Perdamaian dalam Kisah Jataka
Sering kali kita mendengar atau membaca kisah mengenai Devadatta
yang membenci Sang Buddha Gotama, bahkan hendak membunuh-Nya. Mengapa
hal ini bisa sampai terjadi di dalam komunitas Buddhis awal dan terlebih
di masa kehidupan Sang Buddha sendiri? Perihal apa yang menyebabkan
Devadatta menaruh kebencian yang begitu mendalam pada Sang Buddha?
Jawabannya terdapat dalam kisah Jataka ketiga, berjudul “Pedagang dari
Seriva”. Kisah ini menitikberatkan pada bahaya kebencian (dosa) yang
muncul dari keserakahan (lobha). Semoga bisa menjadi pelajaran sehingga
menuntun hidup damai.
Proses mengamati dapat kalian lanjutkan
melalui membaca kisah “Pedagang dari Seriva” berikut, lalu temukan
pelaku dan tokoh cerita, pelajaran apa yang kalian dapatkan dari kisah
tersebut dan rumuskanlah pertanyaan-pertanyaan untuk hal-hal yang belum
jelas bagi kalian.
Pedagang dari Seriva (Serivanija Jataka)
Pada suatu ketika di
Kerajaan Seri, Bodhisattva menjual gerabah dan peralatan dapur. Ia
dipanggil dengan sebutan ‘pedagang dari Seriva’. Pedagang lain yang juga
menjual barang-barang yang sama. Ia adalah seseorang yang serakah dan
dipanggil pula dengan sebutan yang sama yakni ‘pedagang dari Seriva’.
Mereka datang melintasi sungai Telavaha dan memasuki kota Andhapura.

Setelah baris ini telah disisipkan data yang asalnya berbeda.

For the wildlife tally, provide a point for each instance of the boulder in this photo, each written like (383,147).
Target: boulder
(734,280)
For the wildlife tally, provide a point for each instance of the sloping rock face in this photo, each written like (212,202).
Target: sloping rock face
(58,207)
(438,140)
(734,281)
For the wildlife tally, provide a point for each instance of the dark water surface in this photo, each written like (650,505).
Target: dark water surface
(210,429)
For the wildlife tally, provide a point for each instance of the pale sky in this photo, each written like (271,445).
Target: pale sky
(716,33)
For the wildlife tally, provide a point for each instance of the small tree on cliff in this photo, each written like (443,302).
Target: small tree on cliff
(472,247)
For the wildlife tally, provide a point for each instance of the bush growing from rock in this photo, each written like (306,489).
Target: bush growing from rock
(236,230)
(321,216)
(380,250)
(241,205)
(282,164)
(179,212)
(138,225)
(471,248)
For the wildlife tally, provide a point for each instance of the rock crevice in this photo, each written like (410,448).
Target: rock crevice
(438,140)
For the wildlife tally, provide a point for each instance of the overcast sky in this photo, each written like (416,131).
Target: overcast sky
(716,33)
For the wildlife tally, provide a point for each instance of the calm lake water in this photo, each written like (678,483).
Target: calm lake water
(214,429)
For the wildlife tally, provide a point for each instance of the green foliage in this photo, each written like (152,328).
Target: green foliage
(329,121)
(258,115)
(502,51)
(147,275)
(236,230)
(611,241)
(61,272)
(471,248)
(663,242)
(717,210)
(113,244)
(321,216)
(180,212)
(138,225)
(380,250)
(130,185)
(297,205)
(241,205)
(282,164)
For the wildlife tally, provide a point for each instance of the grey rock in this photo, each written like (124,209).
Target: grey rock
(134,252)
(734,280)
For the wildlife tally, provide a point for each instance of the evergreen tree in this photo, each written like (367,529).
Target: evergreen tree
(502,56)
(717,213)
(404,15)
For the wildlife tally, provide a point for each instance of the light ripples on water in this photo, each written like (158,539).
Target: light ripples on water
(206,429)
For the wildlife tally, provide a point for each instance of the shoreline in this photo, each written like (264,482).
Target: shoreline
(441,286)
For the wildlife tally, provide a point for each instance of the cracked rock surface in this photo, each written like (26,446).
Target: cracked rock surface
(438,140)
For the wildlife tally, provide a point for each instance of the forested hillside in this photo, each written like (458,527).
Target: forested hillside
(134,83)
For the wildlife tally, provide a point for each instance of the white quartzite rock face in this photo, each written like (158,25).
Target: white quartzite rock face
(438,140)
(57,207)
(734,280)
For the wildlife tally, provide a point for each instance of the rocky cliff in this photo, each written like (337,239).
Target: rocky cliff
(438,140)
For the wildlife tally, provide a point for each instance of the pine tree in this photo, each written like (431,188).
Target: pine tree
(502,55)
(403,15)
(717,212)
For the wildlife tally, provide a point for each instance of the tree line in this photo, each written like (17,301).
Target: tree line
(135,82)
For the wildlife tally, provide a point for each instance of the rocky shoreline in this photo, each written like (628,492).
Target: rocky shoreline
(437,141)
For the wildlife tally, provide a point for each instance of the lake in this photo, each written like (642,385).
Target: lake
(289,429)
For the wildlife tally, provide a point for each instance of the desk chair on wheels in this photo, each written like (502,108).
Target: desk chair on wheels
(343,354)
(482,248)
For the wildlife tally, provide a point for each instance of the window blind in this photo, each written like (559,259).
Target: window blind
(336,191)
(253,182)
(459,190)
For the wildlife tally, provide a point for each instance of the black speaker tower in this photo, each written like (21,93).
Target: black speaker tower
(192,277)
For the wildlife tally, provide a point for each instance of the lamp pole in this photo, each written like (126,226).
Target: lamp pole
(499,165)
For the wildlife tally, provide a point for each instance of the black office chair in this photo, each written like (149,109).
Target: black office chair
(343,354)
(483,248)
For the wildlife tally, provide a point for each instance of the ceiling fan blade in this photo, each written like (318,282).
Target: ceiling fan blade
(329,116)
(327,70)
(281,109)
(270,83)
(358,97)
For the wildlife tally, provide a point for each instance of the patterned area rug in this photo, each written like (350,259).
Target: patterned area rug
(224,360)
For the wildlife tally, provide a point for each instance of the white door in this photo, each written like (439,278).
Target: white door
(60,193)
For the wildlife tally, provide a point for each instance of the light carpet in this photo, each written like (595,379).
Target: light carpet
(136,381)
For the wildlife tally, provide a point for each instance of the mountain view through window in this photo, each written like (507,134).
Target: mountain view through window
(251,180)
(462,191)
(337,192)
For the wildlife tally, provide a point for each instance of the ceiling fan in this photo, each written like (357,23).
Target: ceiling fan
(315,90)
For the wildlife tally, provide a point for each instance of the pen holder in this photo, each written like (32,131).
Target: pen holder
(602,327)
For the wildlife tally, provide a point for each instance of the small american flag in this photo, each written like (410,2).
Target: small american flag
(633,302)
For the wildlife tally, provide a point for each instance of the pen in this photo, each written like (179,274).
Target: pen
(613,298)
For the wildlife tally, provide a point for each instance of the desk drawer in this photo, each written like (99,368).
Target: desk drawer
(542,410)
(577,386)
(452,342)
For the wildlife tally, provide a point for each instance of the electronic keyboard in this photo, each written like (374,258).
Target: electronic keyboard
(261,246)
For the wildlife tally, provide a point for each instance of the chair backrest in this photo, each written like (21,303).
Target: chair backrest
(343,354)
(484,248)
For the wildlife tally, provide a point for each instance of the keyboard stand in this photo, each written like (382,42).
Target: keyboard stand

Dengan damai, mereka berdua membagi secara adil jalan-jalan yang mereka
lalui masing-masing.
Di kota itu terdapat gadis dan nenek miskin.
Sebelumnya mereka adalah keluarga pedagang yang kaya raya. Mereka telah
kehilangan semua anak dan saudara laki-laki dan demikian pula dengan
semua kekayaan mereka. Satu-satunya yang bertahan hidup adalah seorang
gadis dan neneknya. Walaupun miskin, mereka memiliki sebuah mangkuk emas
yang digunakan untuk makan. Mangkuk tersebut telah ditempatkan di
antara panci dan wajan. Karena telah lama tidak digunakan, mangkuk itu
pun tertutup oleh tanah dan kotoran sehingga kedua wanita itu tidak
mengetahui bahwa mangkuk tersebut terbuat dari emas.
Suatu ketika di depan pintu rumah mereka mendengar teriakan si
pedagang serakah, “Jual gerabah! Jual gerabah!” Gadis itu berkata kepada
neneknya, “Oh nenek, belikanlah aku sebuah gerabah.”
“Kita sangat miskin sayangku, apa yang dapat kita tawarkan sebagai penggantinya?”
“Mengapa tidak menggunakan mangkuk yang tidak berguna bagi kita ini saja. Ayo kita tukarkan dengan mangkuk ini.”
Nenek
itu menyuruh pedagang masuk ke rumah lalu memberikan mangkuk tersebut
sambil berkata, “Ambillah ini tuan, sebagai gantinya berikanlah sesuatu
yang pantas kepada saudara perempuanmu ini.”
Pedagang serakah
mengambil mangkuk tersebut lalu membalikkan dan mengetahui bahwa mangkuk
itu sebenarnya adalah emas. Dia menggoreskan sebuah garis di bagian
belakang mangkuk itu dengan sebuah jarum dan dia pun yakin bahwa mangkuk
itu benar-benar terbuat dari emas. Kemudian berpikir bahwa dia dapat
memiliki mangkuk itu tanpa harus memberikan imbalan apa pun kepada
nenek. Pedagang serakah berteriak, “Berapa nilai mangkuk ini? Mangkuk
ini bahkan tidak seharga setengah koin!” Dan seketika itu juga dia
melemparkan mangkuk itu ke tanah. Pedagang serakah itu segera
meninggalkannya.
Seperti yang telah disepakati sebelumnya, kedua
pedagang itu boleh berdagang di jalan yang sama. Oleh karena itu,
Bodhisattva pun melalui jalan yang sama yang akhirnya tiba di depan
rumah keluarga miskin tersebut. Dia berteriak, “Jual gerabah!”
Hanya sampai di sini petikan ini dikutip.